The 69 minute film doesn’t waste any time laying it out either. Actual images and footage of mass murder and forced migration, firsthand video accounts and present day documentation of the official policy of denial, the Vimeo play button makes the concept of humanity seem like a total fiction.

Of course, the disbelief that writer John McCarthy weaves before us requires a back story, and the glory of ancient Greece kicks off the clash of civilizations. Democracy, science and culture were the pillars of Greek society, and despite losing its place to the Roman Empire, the Greeks maintained elite status in Asia Minor for centuries.

But the classical score abruptly gives way to traditional Muslim music and signals the beginning of the tragedy. Accompanied with colorful artwork from the time, you’re brought back to the 1453 fall of the Byzantium Empire, which perilously positioned the Greeks in the face of Muslim preeminence. “The Greeks of Asia Minor became the Ottoman Greeks, they relinquished their elite status and began more than 400 years of structural inequality,” long time A&E narrator Bill Kurtis laments, and adds legitimacy and urgency to the record.

However, the 19th century decline of the Ottoman Empire unsettled the entire structure of society and went into fever pitch with the disastrous 1912 outcome of the Balkan war. “The decisive defeat crushed the Turkish psyche.” declares Kurtis.

A handy scapegoat always works as a deflection, and the success of Ottoman Greeks pointed the way. In other words, despite all the hurdles set in place over the centuries, the Greeks educated their own, and by the end of the 19th Century, they were major drivers in the economy.

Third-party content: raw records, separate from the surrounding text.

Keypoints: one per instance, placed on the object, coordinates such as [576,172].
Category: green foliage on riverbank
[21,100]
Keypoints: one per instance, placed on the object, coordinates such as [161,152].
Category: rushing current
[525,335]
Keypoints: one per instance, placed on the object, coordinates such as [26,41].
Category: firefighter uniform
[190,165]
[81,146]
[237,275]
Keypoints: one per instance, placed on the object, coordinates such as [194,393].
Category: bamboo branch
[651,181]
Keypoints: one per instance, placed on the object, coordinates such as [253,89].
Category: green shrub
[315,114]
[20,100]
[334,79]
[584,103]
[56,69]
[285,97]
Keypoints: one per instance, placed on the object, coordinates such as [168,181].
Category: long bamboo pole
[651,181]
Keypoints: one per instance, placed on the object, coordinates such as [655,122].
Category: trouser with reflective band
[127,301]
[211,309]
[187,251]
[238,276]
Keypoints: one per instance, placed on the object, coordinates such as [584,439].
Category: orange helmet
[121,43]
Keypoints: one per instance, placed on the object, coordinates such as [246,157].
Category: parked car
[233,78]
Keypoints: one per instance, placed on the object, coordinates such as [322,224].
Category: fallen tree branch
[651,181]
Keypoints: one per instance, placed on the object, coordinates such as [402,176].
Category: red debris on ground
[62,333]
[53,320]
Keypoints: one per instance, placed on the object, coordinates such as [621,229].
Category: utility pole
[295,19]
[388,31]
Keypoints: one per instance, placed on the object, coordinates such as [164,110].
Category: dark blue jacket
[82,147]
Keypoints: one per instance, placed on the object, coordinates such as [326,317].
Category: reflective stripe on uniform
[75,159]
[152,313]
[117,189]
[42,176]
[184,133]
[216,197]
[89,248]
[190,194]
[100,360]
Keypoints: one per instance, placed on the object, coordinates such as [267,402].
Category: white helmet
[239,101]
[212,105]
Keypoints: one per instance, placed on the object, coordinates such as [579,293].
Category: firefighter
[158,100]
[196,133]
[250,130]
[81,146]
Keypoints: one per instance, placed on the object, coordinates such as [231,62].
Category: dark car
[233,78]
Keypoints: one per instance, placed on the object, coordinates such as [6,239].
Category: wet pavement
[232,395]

Cultural jealousy seeps through the screen, and adding in propaganda images that play to the fabricated threat, the stage is set for the Young Turks. The so called esteemed historical figures set the new military dictatorship in motion, and the playbook that Hitler later adapted emerges. Thus, the film lays out the ten steps of Genocide – classification, symbolization, discrimination, dehumanization, organization, polarization, preparation, persecution, elimination and denial.

Taking the increments one by one, imagery and harrowing tales pile on the horror. The most dramatic use animation and sound track screams of numerous instances where Greeks were burned alive. The rage and heartbreak overwhelms the viewer, and despite a formula that’s been implemented by numerous despots, we still wonder how?

Lethal Nationalism helps provide the clue. The faces are put to the policy – and it’s not what we expect. Dignified and determined, with their fezzes and finally combed mustaches and beards, the statesman like poses and portraits exclaim that monsters can easily hide in plain site.

Unfortunately, WWI furthered the tragedy. The killings of Greeks had gotten the attention of the international community, but the state of the war gave the Turks cover to continue the atrocity. It was also easy to label the Greeks as traitors and give credence to the slaughter.

The war giving way, new leaders and policy pick up the slack again and it all becomes too much. Unfortunately, you can’t turn away, and the closing atrocity at Smyrna is a barbarity we all need to know.

Not if Turkey has anything to do with it, though. Erdoğan on down, today’s official policy of denial brings this amazing documentary full circle and begs a voice for all the victims.